By Times staff writer
© St. Petersburg Times, published March 14, 2001
Tennessee concerned about defensive play
KNOXVILLE, Tenn. -- The NCAA Tournament has yet to tip off, and top-seed Tennessee already is playing from behind.
The Vols open against Austin Peay on Friday as part of a Mideast Region doubleheader at Thompson-Boling Arena with a revamped offense that may have cost defensive strength.
Tennessee spent a great deal of practice this season overhauling its offense to improve scoring balance. That was time away from the usual amount of drill work on defense.
"We're playing catch-up on that end," assistant Mickie DeMoss said.
The new offense hasn't turned the Vols into defensive slackers. The opposition averaged 61.6 points per game and shot 37.4 percent.
However, the NCAA Tournament puts a greater premium on airtight defense. By their admission, the Vols can feel a breeze blowing through their defense.
DeMoss described Tennessee's pressure defense as "inconsistent." Guard Kara Lawson said the zone alignment has been a "big liability," affecting the effectiveness at changing defenses.
Coach Pat Summitt was left to play the optimist, saying, "I feel better about our defense right now than I have all year."
Summitt's goal is to have five dependable defenders on the court at key moments. And just who might they be? "I have to determine that in the course of a game," she said.
BEAST OF AN EAST: Andy Landers thinks that in his 22 years of coaching Georgia he has seen just about everything. That said, he couldn't quite believe it when he realized the Bulldogs didn't get a No. 1 seed.
When the selection show went to a commercial, Landers tried to figure out where his team would be placed.
"I think traditional thinking would be that a hair was split between Duke and Georgia," he said. "So logical thinking, in my mind, would be that Georgia and Duke would be in the same region because that would make us the four and the five overall."
And then the rest of the bracket was revealed, showing the Bulldogs had been awarded the No. 2 seed in the East Region, behind Connecticut.

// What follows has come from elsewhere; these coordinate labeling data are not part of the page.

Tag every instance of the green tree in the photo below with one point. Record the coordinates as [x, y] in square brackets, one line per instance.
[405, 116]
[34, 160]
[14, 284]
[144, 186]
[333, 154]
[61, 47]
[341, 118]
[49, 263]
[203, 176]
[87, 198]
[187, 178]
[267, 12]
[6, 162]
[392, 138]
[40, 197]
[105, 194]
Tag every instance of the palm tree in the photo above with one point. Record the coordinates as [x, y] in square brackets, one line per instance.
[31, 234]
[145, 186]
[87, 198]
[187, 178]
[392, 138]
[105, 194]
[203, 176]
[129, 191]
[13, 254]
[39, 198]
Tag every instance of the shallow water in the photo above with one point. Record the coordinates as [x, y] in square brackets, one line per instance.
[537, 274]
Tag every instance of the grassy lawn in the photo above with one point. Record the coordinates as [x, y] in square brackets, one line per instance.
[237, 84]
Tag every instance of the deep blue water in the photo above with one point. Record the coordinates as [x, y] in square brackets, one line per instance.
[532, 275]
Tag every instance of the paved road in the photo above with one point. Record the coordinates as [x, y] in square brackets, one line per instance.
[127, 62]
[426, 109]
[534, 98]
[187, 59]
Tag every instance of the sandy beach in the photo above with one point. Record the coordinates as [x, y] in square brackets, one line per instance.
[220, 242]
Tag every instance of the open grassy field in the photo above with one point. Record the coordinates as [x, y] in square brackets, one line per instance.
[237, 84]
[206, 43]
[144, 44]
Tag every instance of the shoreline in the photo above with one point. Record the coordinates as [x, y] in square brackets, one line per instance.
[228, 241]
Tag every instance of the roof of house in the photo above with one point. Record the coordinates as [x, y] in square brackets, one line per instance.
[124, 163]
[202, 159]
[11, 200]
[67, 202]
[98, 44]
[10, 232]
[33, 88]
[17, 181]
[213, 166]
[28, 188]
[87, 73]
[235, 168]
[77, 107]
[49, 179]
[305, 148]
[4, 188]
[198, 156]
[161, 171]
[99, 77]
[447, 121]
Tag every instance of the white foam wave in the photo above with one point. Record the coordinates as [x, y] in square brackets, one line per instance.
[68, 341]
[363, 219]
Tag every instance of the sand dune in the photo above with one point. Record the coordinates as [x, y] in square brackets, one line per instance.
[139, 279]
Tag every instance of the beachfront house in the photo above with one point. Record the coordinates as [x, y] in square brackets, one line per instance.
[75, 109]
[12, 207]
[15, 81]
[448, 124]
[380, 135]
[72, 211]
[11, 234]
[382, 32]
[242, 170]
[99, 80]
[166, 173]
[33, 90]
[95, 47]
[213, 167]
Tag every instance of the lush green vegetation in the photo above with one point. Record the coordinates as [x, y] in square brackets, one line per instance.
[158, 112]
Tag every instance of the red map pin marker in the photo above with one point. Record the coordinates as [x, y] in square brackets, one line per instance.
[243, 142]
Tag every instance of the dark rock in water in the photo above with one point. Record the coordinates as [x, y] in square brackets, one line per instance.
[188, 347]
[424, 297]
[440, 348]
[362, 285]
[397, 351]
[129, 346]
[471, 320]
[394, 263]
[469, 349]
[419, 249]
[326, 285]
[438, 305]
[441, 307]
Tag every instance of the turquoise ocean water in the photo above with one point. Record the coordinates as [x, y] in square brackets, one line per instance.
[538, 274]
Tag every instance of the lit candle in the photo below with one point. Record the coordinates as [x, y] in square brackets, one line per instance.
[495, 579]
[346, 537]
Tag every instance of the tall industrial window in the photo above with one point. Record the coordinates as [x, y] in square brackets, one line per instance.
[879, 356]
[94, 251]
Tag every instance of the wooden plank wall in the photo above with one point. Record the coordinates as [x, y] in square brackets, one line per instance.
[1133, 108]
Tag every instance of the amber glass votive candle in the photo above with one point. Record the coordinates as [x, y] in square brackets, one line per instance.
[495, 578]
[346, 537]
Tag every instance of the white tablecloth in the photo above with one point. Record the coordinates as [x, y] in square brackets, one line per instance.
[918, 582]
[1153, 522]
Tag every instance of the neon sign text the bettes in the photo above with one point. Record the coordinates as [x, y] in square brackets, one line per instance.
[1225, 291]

"I didn't really have a reaction to it," Landers said. "As I've said before, I'm past being surprised."
Which doesn't mean there aren't plenty of questions about the East Region.
Behind No. 1 seed Connecticut, which finished the regular season as the top-ranked team, are Georgia, Louisiana Tech, North Carolina State, Villanova and Penn State, a lineup that caused Summitt to say of the region, "It's loaded. Absolutely loaded."
How did Georgia wind up in the same region as Connecticut?
After winning the SEC tournament, the Bulldogs figured they had finally satisfied the committee's requirements. In past years, the committee had said Georgia was penalized because it hadn't won the conference tournament.
This time, however, Maryalyce Jeremiah, the first-year chairwoman of the committee, said weight was given to teams that had won regular-season conference titles.
"That is different," Landers said. "It seems that we have experienced ... at least it's my opinion ... that we have experienced some inconsistency with what is reported from year to year."
ALL-AMERICA TEAM: Ruth Riley, the dominating center who led Notre Dame to its first No. 1 ranking, was a unanimous choice for the Associated Press All-America team.
Riley was the only player named to the first team by all 39 members of the national media panel, made up of writers and broadcasters.
She was joined on the first team by national scoring leader Jackie Stiles of Southwest Missouri State, Kelly Miller of Georgia, Katie Douglas of Purdue and Stacey Dales of Oklahoma.
Riley had 195 points in the voting, and Stiles was a first-team pick on 34 ballots and had 183 points. Douglas had 23 first-team votes and 155 points, Miller 24 first-team votes and 151 points, and Dales 13 first-team votes and 123 points.
Tennessee's Tamika Catchings and Connecticut's Svetlana Abrosimova, first-team picks last season, had their seasons cut short by injury but made the second team.